On ne choisit pas sa famille

Critique
de Hirokazu Kore-Eda
121 minutes 2018

Qu'est-ce qui forme une famille ? Les liens du sang prévalent-ils sur tout ? Ces questions traversent le cinéma du prolifique Kore-Eda Hirozaku depuis longtemps. Elles résonnaient avec amertume dans Nobody Knows et douceur dans Après la Tempête. Le réalisateur les pose avec une subtilité renouvelée, dans sa dernière oeuvre, Une Affaire de Famille. On y suit une drôle de famille qui vit de petits boulots et de méfaits en tout genre. En revenant d'une séance de vol à l'étalage avec son fils Shota, Osamu, le père, retrouve une petite fille laissée à l'abandon dans la rue par ses parents violents. Bien que très pauvre, Osamu et sa famille décident de la recueillir et d'élever la petite fille. À travers les yeux de l'enfant, on fera peu à peu connaissance avec eux et on découvrira les liens complexes qui les unissent…

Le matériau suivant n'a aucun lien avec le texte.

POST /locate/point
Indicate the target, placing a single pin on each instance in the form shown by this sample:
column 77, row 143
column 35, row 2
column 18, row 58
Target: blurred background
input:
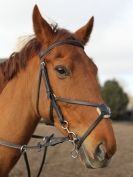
column 110, row 46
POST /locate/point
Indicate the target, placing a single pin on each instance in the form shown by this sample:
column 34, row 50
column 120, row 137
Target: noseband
column 104, row 111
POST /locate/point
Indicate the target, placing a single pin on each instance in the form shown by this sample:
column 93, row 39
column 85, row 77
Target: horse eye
column 62, row 71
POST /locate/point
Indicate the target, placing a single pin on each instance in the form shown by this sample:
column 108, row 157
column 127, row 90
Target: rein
column 103, row 110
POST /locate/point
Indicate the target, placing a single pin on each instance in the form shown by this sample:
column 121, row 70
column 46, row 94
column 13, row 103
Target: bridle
column 104, row 111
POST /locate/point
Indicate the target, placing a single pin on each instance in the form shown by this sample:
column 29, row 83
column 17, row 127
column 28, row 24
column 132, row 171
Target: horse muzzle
column 100, row 159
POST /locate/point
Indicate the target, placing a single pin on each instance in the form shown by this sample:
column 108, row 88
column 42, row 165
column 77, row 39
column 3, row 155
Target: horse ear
column 42, row 29
column 84, row 32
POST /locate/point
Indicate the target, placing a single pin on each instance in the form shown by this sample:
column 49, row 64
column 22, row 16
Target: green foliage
column 115, row 98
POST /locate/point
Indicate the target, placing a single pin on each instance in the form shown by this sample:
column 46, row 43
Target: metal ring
column 65, row 125
column 23, row 148
column 72, row 136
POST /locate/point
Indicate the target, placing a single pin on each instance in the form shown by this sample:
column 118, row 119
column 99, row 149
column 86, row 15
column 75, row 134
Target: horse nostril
column 100, row 152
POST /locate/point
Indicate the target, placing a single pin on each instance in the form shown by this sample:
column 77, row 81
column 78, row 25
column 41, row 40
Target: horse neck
column 17, row 113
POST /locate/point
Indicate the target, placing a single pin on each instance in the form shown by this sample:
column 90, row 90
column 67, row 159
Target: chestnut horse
column 72, row 75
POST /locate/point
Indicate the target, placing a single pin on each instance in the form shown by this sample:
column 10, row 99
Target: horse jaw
column 89, row 162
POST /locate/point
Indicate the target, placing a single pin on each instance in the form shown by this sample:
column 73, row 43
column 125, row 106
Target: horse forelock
column 27, row 47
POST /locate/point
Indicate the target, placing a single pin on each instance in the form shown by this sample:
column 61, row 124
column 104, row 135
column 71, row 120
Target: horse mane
column 19, row 60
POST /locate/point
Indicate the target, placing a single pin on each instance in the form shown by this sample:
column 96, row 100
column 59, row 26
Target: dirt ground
column 60, row 164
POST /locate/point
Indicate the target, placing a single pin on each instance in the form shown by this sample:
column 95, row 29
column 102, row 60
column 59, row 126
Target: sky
column 111, row 43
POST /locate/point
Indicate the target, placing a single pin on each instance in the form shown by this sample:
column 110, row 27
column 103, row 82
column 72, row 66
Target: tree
column 115, row 97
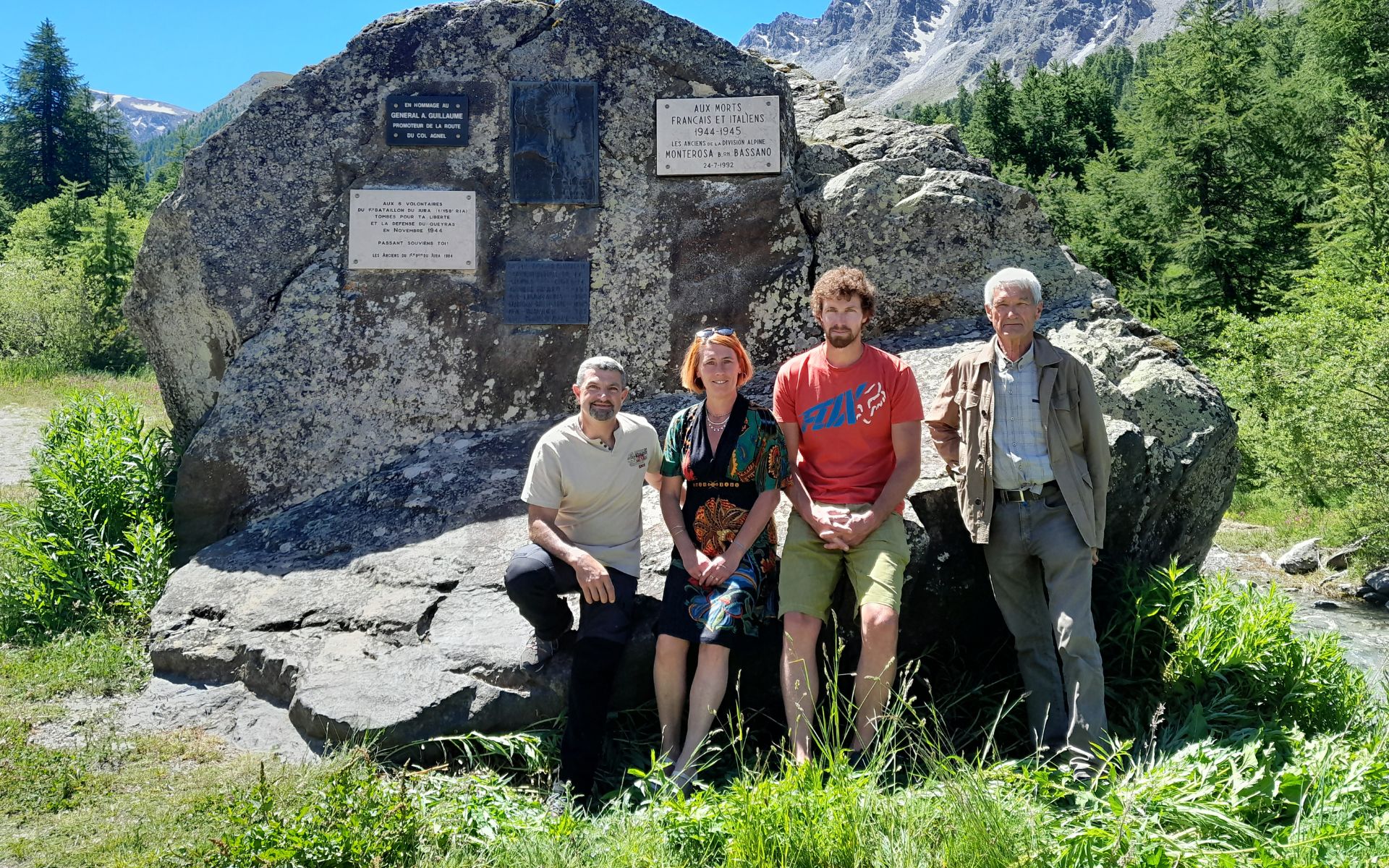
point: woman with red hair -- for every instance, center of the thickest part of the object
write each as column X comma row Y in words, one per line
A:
column 723, row 471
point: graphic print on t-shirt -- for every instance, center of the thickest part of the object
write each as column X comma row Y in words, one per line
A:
column 859, row 404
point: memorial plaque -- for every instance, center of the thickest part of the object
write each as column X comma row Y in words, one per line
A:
column 555, row 143
column 427, row 119
column 729, row 135
column 545, row 292
column 413, row 229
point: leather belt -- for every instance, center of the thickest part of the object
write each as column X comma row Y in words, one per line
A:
column 1021, row 495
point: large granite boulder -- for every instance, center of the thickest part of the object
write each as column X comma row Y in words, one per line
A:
column 365, row 435
column 255, row 324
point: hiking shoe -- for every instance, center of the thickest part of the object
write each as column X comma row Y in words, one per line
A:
column 560, row 800
column 543, row 650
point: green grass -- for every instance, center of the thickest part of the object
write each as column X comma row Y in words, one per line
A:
column 113, row 799
column 30, row 383
column 1254, row 747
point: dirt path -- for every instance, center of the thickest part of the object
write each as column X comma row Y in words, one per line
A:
column 18, row 435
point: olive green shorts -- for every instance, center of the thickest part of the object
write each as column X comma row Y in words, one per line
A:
column 877, row 567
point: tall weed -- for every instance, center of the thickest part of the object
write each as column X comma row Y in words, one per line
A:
column 96, row 542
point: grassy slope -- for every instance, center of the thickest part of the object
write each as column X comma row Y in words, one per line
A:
column 1254, row 798
column 107, row 799
column 42, row 389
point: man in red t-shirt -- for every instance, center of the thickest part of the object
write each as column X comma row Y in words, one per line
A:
column 851, row 417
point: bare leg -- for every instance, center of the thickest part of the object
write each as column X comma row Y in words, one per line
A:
column 877, row 668
column 668, row 674
column 800, row 679
column 706, row 696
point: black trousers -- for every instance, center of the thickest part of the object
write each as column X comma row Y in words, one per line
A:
column 535, row 581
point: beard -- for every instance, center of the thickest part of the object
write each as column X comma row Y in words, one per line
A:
column 842, row 339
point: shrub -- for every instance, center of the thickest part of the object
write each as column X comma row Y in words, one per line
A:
column 1307, row 386
column 96, row 542
column 1220, row 658
column 45, row 314
column 356, row 817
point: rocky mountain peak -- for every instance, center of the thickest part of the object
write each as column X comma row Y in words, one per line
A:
column 143, row 119
column 888, row 52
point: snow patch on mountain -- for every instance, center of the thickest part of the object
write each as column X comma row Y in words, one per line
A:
column 143, row 119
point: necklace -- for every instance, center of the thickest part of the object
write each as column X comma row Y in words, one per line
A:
column 717, row 422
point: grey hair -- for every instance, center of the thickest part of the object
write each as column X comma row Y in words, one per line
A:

Une famille relationnelle 

Une affaire de famille aborde plusieurs concepts sociologiques qu'on retrouve aisément dans les programmes de SES de Seconde et de Première ES. Celui de la "famille relationnelle", théorisé par François De Singly notamment, est au coeur de l'intrigue. Les six personnages du film se sont construit comme famille en dehors de tout lien de parenté biologique. Au sommet de cette hiérarchie, la grand-mère Hatsue veille tout particulièrement sur les enfants. Le couple Nobuyo-Osamu fait office de parents, bien que cette étiquette leur soit refusée par le jeune Shota, et Aki de grande soeur. Ce jeu d'assignation des rôles au sein de la famille n'est jamais forcé, et repose surtout sur la capacité de chacun à faire ses preuves et à apporter sa contribution au groupe On voit également se développer une forme de socialisation genrée particulière de Shota et de Rin/Juri, notamment dans l'apprentissage du travail, qui mériterait d'être approfondie en classe. Au final, cet échaffaudage social, ce bricolage relationnel tiennent pourtant aussi solidement que la modeste maison des Shibata. La force émotionnelle que Kore-Eda parvient à faire passer à travers ses personnages emporte le spectateur : à force de jouer à la famille, les Shibata ont fini par en fonder une. Cet accord tacite pèse à sa manière sur chacun des personnages, et plus particulièrement sur le jeune Shota. Mais il n'entame pas la tendresse qui se dégage des moments les plus heureux, comme une sortie à la mer. Sens du décor, du dialogue, du cadre intimiste : l'écriture blanche de Kore-Eda a rarement été poussée aussi loin dans sa virtuosité.

La société et le contrôle

Une affaire de famille ne se contente pas de brosser un portrait juste et touchant d'une famille recomposée. Kore-Eda va encore plus loin, et, comme à son habitude, part d'une histoire singulière pour dénoncer les travers plus globaux de la société japonaise. En effet, si les Shibata doivent s'arranger comme ils le font, et vivre entre la misère, les petits délits et l'abandon de leurs proches, c'est bien à cause des carences de celle-ci. L'absence de lien social est criante : lorsque Juri/Rin disparaît pour aller vivre avec les Shibata, ses parents biologiques ne la cherchent même pas. Tout le monde semble laissé pour compte, jusqu'aux clients d'Aki, qui gagne sa vie en vendant ses charmes. Le cinéma de Kore-Eda est aussi celui des marginaux, de ceux que la société laisse sur le bord de la route. On pourra ici aisément aborder les chapitres du programme de SES autour de l'anomie et de la norme sociale, puisque les personnages d'Une affaire de famille semblent vivre en dehors de cette dernière. Sur la fin du film, la lente destruction de cette étrange cellule familiale laisse un goût amer au spectateur, qui constate l'incapacité des institutions à sortir d'un statu quo social moralisateur.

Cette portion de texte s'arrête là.